Projectos de Lei nº 340/VII e nº 341/VII, do PCP, respectivamente, sobre a "garantia dos alimentos devidos a menores" e que "cria uma licença especial para assistência a menores portadores de deficiência profunda"
Intervenção da Deputada Odete Santos
Reunião Plenária de 14 de Maio de 1997

 

Senhor Presidente,
Senhores Deputados,

O P.C.P. optou por apresentar hoje, num dia em que o debate começou por indiciar centrar-se em torno de inciativas legislativas sobre o quadro legal da Família, optou por apresentar duas iniciativas legislativas que reputa da maior importância para a resolução de graves problemas que crianças, mulheres e homens, vivendo sob variadas formas de família, sentem na sociedade.

A que o Estado não pode nem deve ser estranho.

Um desses projectos, o da Garantia de Alimentos devidos a Menores, pretende resolver o calvário que se abate sobretudo sobre as famílias monoparentais, quando se torna difícil, quando não impossível, receber do progenitor obrigado a alimentos, a contribuição para os alimentos devidos às crianças.

A execução de uma sentença obtida em processo de regulação do poder paternal, torna-se muitas vezes numa caminhada que mãe e filho percorrem aprendendo um novo desespero: o de saber que uma sentença não é tudo, e pode mesmo ser nada.

Se o progenitor obrigado a alimentos ainda se conta entre os bafejados pela sorte, dispondo de um emprego fixo, com uma remuneração certa e permanente, tudo está facilitado.

Mas se, como hoje se vai tornando tristemente vulgar, se quer fazer valer uma sentença contra alguém que trabalha com um recibo verde, um falso recibo verde, o recebimento das pensões de alimentos devidas às crianças, é impossível, na maioria das situações.
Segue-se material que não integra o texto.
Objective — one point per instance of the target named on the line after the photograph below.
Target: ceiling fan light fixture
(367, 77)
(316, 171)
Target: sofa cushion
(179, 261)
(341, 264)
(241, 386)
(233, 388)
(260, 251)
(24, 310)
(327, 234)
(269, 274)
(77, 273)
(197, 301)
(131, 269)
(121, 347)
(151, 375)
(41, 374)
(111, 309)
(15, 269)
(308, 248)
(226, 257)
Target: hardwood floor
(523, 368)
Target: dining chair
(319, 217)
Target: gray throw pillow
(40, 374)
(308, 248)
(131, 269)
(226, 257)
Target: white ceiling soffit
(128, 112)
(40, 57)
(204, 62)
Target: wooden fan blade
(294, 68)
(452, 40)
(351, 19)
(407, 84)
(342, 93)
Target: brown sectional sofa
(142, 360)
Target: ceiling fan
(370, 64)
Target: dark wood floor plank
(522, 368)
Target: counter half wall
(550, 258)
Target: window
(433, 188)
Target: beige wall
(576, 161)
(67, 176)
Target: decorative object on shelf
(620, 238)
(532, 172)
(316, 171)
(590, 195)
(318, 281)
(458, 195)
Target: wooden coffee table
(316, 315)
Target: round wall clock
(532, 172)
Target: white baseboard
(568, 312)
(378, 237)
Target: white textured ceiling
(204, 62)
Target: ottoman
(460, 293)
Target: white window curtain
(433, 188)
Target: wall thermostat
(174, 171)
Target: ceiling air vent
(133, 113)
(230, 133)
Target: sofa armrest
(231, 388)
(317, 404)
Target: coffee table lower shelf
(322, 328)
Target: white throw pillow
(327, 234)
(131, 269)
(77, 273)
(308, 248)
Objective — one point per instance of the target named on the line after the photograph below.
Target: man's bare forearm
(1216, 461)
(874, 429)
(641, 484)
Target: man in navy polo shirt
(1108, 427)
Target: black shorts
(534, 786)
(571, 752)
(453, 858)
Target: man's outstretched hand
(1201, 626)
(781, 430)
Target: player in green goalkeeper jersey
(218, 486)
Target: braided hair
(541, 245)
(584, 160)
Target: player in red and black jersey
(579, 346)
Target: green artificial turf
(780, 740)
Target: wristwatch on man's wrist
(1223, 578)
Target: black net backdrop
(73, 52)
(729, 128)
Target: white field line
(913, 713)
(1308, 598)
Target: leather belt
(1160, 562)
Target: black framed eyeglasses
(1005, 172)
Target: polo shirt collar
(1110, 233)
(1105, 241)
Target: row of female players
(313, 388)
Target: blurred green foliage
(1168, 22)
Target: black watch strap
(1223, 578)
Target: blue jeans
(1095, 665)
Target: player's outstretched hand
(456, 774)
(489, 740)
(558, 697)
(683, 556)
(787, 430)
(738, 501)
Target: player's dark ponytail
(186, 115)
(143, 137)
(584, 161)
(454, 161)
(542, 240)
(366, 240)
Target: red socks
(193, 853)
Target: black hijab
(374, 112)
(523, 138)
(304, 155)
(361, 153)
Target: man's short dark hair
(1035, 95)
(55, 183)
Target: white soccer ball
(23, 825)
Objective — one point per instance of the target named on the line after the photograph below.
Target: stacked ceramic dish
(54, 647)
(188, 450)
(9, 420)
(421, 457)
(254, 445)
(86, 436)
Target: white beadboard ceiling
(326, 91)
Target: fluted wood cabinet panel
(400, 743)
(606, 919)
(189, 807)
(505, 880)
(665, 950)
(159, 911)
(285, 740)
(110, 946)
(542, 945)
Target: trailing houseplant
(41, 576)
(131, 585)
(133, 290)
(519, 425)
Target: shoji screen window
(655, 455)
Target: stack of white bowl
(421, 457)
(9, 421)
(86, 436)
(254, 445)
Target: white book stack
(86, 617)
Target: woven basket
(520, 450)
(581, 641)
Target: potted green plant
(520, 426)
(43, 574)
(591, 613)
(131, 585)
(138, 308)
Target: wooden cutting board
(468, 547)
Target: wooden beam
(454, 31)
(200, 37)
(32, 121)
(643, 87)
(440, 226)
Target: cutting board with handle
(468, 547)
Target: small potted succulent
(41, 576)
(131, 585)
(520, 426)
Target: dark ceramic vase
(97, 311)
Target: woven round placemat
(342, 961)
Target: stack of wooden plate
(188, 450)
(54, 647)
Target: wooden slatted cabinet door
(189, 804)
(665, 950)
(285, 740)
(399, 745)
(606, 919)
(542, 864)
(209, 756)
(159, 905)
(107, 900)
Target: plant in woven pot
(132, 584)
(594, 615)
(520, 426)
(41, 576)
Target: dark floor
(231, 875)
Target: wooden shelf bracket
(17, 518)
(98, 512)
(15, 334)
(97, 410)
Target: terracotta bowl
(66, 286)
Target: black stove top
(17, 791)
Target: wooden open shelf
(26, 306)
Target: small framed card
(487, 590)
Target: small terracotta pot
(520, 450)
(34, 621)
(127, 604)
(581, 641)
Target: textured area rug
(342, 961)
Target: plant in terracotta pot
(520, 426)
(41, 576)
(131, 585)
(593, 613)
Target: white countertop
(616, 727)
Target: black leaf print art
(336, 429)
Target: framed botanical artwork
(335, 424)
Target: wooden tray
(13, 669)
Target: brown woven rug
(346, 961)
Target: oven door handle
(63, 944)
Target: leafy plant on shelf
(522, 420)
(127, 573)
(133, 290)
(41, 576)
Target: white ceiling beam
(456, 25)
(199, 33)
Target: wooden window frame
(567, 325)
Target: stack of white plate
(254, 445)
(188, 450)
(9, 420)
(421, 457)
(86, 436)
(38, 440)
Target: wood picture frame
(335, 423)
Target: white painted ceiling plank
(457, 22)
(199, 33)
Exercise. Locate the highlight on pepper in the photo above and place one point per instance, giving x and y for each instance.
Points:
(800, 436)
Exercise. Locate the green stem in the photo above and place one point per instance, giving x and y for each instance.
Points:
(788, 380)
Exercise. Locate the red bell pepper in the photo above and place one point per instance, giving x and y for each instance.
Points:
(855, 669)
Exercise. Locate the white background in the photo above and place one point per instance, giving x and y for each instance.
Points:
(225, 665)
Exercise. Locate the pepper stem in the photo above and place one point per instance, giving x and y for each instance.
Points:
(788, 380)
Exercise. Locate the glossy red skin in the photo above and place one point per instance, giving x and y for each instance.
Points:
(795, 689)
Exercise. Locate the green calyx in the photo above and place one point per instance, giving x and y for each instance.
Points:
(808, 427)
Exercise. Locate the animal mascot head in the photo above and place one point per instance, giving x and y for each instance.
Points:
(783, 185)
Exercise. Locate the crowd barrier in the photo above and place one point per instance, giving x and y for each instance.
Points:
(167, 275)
O patrão informará o Tribunal de que o regime de trabalho é o de prestação de serviços, e não terá de fazer os descontos impostos na Organização Tutelar de Menores.

Mas pode ainda acontecer, com um pouco de sorte, que o progenitor relapso, ainda esteja contratado a prazo, avolumando-se as esperanças de que assim se mantenha, para que as magras pensões possam ser recebidas.

Sabemos, no entanto, como nesta época de instabilidade no emprego, a era apregoada como a da meta do fim do emprego estável, proliferam contratos de 24 horas, de 15 dias, enfim, dos mais variados prazos. Sabemos, como se procura de fábrica em fábrica, de escritório em escritório, de serviço em serviço, um emprego que garanta a subsistência por uns tempos nesta vida vivida em sucessivos prazos. E nestas situações, quando o Tribunal procura o obrigado a alimentos para o fazer cumprir, encontra muitas vezes apenas os sinais da sua meteórica passagem por um emprego precário. E as pensões continuarão por pagar, avoluma-se o montante da dívida, enquanto as famílias monoparentais continuam a viver dificilmente.

A somar-se a todas estas situações está ainda a daqueles que procurando no estrangeiro os meios de subsistência conseguem assim eximir-sem à execução da sentença que os obriga à prestação de alimentos.

E há ainda a situação daqueles que, querendo pagar pensões não o podem fazer, porque também não lhes é paga a contraprestação do seu trabalho. São os trabalhadores com salários em atraso.Os trabalhadores que sofrem as consequências do laxismo do Estado na aplicação das leis do trabalho. Neste caso, a sentença é, de facto inexequível.

É tempo de pôr cobro ao calvário daqueles , melhor diríamos daquelas, porque a situação de que cuidamos atinge fundamentalmente as mães, daquelas que conhecem de cor as escadas do Tribunal, os nomes dos funcionários judiciais, os curadores de menores, e que não encontram resposta para as suas interrogações. Que têm uma sentença, mas vão aprendendo que isso não é tudo. E que, mesmo que a consigam executar depois de muitas buscas, depois de recorrerem por último à lei penal e de superarem a difícil prova do crime de omissão de assistência à família, passaram anos a contas com a exclusão social para que são remetidas as mulheres e as crianças. Exclusão onde estas fazem cedo a aprendizagem do mundo dos adultos.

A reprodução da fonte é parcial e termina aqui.